EXAMPLE 4 construction of a sub-PEN-seq sequencing library
The sub-PEN-seq sequencing library in the embodiment adopts RNA derived from each component of the cells, and the specific construction method comprises the following procedures.
HEK293T and HCT116 cell culture and collection
HEK293T and HCT116 cells cultured in a laboratory are taken as samples, and the initial amount of the cell samples is 3 multiplied by 10 7 After the cells were grown to about 90% confluence in the cell culture dish, the cells were washed twice by adding DPBS solution (pH 7.4) to the cells after discarding the medium; then, cells and tissues were digested with pancreatin, after termination of digestion with serum-containing medium, the cell suspension was collected in conical tubes, placed on ice, centrifuged at 500×g at 4 ℃ for 5 minutes, the supernatant was discarded, the cells were resuspended with pre-chilled DPBS and counted, while the relative volume RV of the cells was determined.

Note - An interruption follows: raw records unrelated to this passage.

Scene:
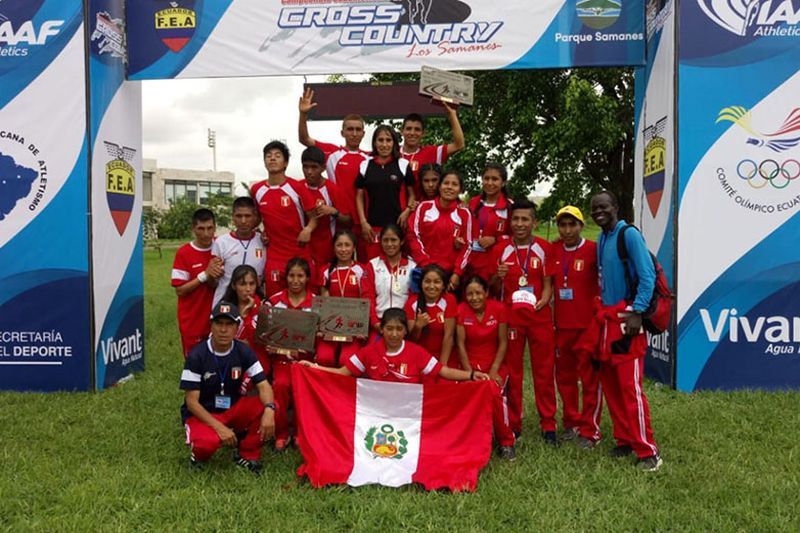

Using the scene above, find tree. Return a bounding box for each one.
[375,69,634,220]
[157,194,233,239]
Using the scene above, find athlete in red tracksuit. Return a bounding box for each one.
[469,163,511,280]
[250,141,317,294]
[492,200,558,444]
[298,89,370,258]
[172,208,224,358]
[222,265,272,376]
[300,146,353,267]
[591,191,662,472]
[316,230,373,367]
[548,206,603,447]
[405,265,460,368]
[269,258,314,451]
[456,276,516,460]
[408,172,472,290]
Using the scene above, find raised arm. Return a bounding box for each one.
[297,87,317,146]
[442,102,466,157]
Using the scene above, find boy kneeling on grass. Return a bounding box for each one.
[181,301,275,474]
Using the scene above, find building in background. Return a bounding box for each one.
[142,159,235,209]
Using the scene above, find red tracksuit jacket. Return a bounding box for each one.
[408,198,473,276]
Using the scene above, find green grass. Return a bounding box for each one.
[0,249,800,531]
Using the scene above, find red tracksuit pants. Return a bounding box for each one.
[600,350,658,459]
[506,322,556,433]
[314,339,364,368]
[556,329,603,441]
[185,396,264,461]
[472,364,516,446]
[272,359,294,441]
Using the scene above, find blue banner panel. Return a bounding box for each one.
[634,0,677,386]
[0,0,91,391]
[88,0,144,389]
[127,0,645,79]
[677,0,800,391]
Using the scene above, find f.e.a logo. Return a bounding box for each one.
[103,141,136,235]
[154,2,197,53]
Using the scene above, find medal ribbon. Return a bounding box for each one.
[336,265,353,296]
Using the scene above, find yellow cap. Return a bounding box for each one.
[556,205,585,224]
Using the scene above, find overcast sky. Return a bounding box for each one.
[142,76,366,192]
[142,76,550,194]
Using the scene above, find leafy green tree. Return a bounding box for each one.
[157,194,233,239]
[375,68,634,220]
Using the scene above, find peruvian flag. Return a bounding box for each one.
[292,365,492,492]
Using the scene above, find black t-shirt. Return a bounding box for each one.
[355,159,414,228]
[181,339,267,422]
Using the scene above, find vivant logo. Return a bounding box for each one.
[697,0,800,37]
[700,309,800,342]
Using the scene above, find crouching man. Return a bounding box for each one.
[181,301,275,473]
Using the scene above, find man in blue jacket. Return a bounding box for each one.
[591,191,662,472]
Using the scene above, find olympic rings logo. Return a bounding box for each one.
[736,159,800,189]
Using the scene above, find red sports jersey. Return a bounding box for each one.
[408,198,472,276]
[405,294,458,357]
[250,178,314,261]
[469,194,511,240]
[469,195,510,281]
[456,300,508,372]
[236,294,270,374]
[400,144,447,200]
[320,263,372,300]
[548,239,600,329]
[172,242,214,337]
[492,237,552,324]
[365,255,417,324]
[344,340,442,383]
[314,141,370,221]
[302,180,350,265]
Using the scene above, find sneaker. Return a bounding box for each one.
[542,431,558,446]
[559,428,578,440]
[608,444,633,458]
[275,436,292,452]
[497,446,517,461]
[636,454,664,472]
[234,457,263,474]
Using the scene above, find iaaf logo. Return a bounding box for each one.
[0,13,64,46]
[697,0,800,37]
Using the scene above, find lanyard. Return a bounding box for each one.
[514,243,533,276]
[335,265,360,296]
[214,354,231,396]
[561,239,583,287]
[383,257,403,307]
[234,235,255,265]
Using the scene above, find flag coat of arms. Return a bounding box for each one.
[292,365,492,491]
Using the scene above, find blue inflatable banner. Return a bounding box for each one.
[0,0,91,390]
[634,0,677,385]
[127,0,644,79]
[677,0,800,391]
[88,0,144,389]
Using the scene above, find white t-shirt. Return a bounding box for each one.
[211,231,267,307]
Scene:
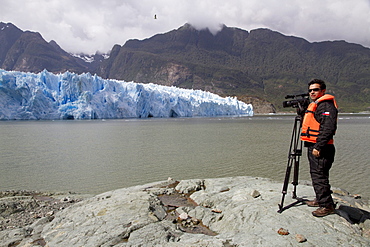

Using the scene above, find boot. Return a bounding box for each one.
[312,205,335,217]
[305,198,320,207]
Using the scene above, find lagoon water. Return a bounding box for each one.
[0,114,370,198]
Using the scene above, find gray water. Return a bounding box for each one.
[0,115,370,197]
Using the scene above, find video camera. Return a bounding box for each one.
[283,93,310,116]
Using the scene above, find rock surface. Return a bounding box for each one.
[0,177,370,247]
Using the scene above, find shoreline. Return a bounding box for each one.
[0,177,370,246]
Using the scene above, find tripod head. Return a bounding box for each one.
[283,93,310,117]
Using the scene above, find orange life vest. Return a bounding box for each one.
[301,94,338,144]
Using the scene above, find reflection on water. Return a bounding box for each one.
[0,115,370,197]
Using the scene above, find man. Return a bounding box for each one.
[301,79,338,217]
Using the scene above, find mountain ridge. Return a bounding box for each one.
[0,23,370,113]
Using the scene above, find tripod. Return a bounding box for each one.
[278,114,303,213]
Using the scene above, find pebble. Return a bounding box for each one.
[278,228,289,235]
[295,234,307,243]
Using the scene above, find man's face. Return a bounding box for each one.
[308,83,326,101]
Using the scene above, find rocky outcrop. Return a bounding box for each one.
[0,177,370,246]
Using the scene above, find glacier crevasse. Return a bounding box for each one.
[0,70,253,120]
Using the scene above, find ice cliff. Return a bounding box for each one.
[0,70,253,120]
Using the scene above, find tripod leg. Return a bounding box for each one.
[278,159,292,213]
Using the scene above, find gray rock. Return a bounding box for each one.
[0,177,370,247]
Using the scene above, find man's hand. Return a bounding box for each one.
[312,148,320,158]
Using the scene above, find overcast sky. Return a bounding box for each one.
[0,0,370,54]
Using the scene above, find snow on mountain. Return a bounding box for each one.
[0,70,253,120]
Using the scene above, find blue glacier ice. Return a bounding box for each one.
[0,70,253,120]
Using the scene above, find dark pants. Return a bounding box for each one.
[307,144,335,207]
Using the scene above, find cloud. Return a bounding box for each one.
[0,0,370,54]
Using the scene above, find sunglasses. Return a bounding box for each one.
[308,88,320,93]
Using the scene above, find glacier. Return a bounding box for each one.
[0,69,253,120]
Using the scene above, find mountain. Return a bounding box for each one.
[97,24,370,112]
[0,23,370,113]
[0,22,90,73]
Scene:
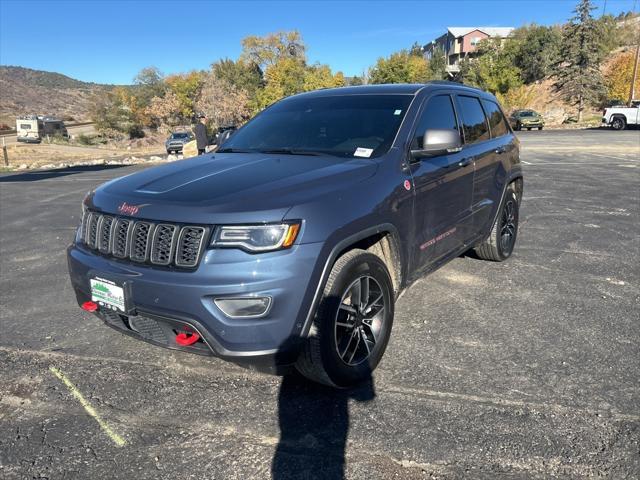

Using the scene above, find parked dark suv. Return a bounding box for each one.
[68,82,522,386]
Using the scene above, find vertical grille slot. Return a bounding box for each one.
[129,222,153,262]
[111,218,133,258]
[80,210,209,268]
[98,215,115,253]
[176,227,205,267]
[151,223,178,265]
[80,208,91,243]
[85,213,102,248]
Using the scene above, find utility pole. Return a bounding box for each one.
[629,0,640,106]
[2,137,9,167]
[629,43,640,106]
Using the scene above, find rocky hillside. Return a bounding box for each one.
[0,66,112,128]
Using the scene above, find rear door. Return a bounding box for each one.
[456,94,508,242]
[410,93,473,266]
[471,98,516,234]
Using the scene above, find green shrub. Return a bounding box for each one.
[127,124,144,140]
[78,133,93,145]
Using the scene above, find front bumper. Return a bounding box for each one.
[67,243,322,364]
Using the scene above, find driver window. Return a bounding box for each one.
[411,95,458,150]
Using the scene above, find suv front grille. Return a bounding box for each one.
[81,211,209,268]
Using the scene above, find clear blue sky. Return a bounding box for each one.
[0,0,634,84]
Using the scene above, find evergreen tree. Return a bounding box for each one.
[429,47,449,80]
[554,0,605,122]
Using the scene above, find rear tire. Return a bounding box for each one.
[474,185,519,262]
[296,250,394,388]
[611,117,627,130]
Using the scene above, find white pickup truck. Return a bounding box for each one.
[602,100,640,130]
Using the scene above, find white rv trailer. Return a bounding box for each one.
[16,115,69,143]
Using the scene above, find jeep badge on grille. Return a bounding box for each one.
[118,202,149,215]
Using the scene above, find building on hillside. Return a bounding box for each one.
[423,27,514,74]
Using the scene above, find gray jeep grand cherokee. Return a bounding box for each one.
[68,82,523,387]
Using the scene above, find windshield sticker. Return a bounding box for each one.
[353,147,373,158]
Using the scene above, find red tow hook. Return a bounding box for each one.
[81,302,98,312]
[176,332,200,347]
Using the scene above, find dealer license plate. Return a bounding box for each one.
[89,278,125,312]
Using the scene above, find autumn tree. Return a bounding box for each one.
[89,87,144,138]
[605,50,640,102]
[133,67,166,108]
[145,90,183,131]
[195,72,253,127]
[369,50,431,83]
[211,58,264,97]
[554,0,605,122]
[458,38,522,95]
[240,30,306,71]
[429,47,449,80]
[504,24,562,83]
[166,71,204,120]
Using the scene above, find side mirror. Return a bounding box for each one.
[411,129,462,159]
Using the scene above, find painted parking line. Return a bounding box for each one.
[49,366,127,447]
[589,153,640,162]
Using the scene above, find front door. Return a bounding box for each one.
[409,94,474,267]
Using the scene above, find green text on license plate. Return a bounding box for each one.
[89,278,124,312]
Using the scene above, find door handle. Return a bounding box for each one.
[458,157,475,167]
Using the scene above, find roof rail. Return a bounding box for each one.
[427,80,484,92]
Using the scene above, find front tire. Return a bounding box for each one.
[296,250,394,388]
[474,186,519,262]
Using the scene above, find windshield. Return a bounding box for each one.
[220,95,413,158]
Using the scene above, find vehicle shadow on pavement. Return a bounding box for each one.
[0,165,131,183]
[271,374,375,480]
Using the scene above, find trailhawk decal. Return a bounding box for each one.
[420,227,456,250]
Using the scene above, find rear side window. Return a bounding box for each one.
[482,100,509,138]
[458,95,489,143]
[411,95,458,150]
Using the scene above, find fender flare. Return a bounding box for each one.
[300,223,404,338]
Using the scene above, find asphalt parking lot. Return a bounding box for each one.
[0,130,640,479]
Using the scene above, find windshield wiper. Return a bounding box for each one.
[216,147,256,153]
[259,148,327,156]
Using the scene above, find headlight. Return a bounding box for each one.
[211,223,300,252]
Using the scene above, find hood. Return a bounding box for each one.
[90,153,378,223]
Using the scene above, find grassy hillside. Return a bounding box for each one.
[0,66,112,127]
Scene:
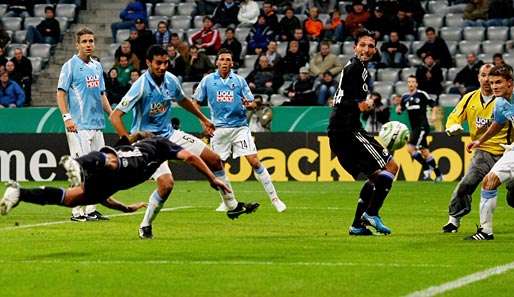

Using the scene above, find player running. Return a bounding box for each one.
[396,75,443,182]
[111,45,259,239]
[328,29,398,235]
[465,66,514,240]
[193,49,287,212]
[0,137,228,220]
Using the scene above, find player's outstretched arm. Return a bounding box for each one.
[177,150,231,193]
[102,197,147,212]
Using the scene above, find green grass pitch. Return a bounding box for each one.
[0,181,514,297]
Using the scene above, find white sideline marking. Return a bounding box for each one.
[0,206,193,231]
[406,262,514,297]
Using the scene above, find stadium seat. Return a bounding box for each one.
[423,13,444,30]
[55,4,77,22]
[446,67,460,81]
[5,43,29,57]
[440,27,462,41]
[14,30,27,43]
[115,29,130,42]
[155,3,175,17]
[28,57,43,75]
[177,2,196,16]
[23,17,45,30]
[394,81,408,96]
[400,67,416,81]
[171,15,191,30]
[487,27,509,42]
[30,43,52,62]
[376,68,398,82]
[462,27,485,41]
[269,94,289,106]
[445,13,464,28]
[2,17,23,31]
[148,15,168,31]
[482,40,503,54]
[34,4,48,18]
[439,94,460,107]
[459,40,480,55]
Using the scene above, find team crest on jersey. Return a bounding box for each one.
[86,74,100,88]
[216,91,234,102]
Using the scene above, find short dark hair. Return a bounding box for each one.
[146,45,168,62]
[355,28,377,44]
[489,64,512,80]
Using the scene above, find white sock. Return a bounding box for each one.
[139,190,165,227]
[480,189,497,234]
[214,170,237,210]
[255,165,278,199]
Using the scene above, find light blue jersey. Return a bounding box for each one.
[116,71,184,138]
[193,71,253,128]
[57,55,105,130]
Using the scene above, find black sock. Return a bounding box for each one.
[352,180,375,227]
[426,157,441,176]
[20,187,64,205]
[366,170,394,216]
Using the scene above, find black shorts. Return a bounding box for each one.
[409,127,430,148]
[328,130,393,179]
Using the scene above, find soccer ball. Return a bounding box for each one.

(II) cytoplasmic RNA isolation
Pre-chilled cell membrane lysate was added at 15-fold relative volumes, the cells resuspended with a pipette and gently mixed and placed on ice for 10 minutes. Gently vortexing, centrifuging at 1000 Xg at 4deg.C for 3 min, transferring the supernatant (i.e., cytoplasmic fraction) to a new centrifuge tube, and precipitating to obtain the nuclear fraction. For cytoplasmic fractions, 950. Mu.L of absolute ethanol and 50. Mu.L of 3M sodium acetate (product of pH 5.5,Thermo Fisher, product of company, cat# AM 9740) were added per 330. Mu.L of cytoplasmic fraction, and the mixture was homogenized and then precipitated at-20℃for 2 hours. Then 18000 Xg, centrifuged at 4℃for 15 minutes, and the supernatant was discarded. 1mL of 75% ethanol was added, washed by vortexing, centrifuged at 18000 Xg for 5 minutes at 4℃and slightly dried (naturally dried in air) after removing the supernatant, 1mL of TRIzol was added for cleavage, and after 10. Mu. L0.5M EDTA was added, the mixture was incubated at 65℃for 10 minutes to sufficiently dissolve RNA, and then RNA extraction was performed using chloroform to obtain cytoplasmic RNA.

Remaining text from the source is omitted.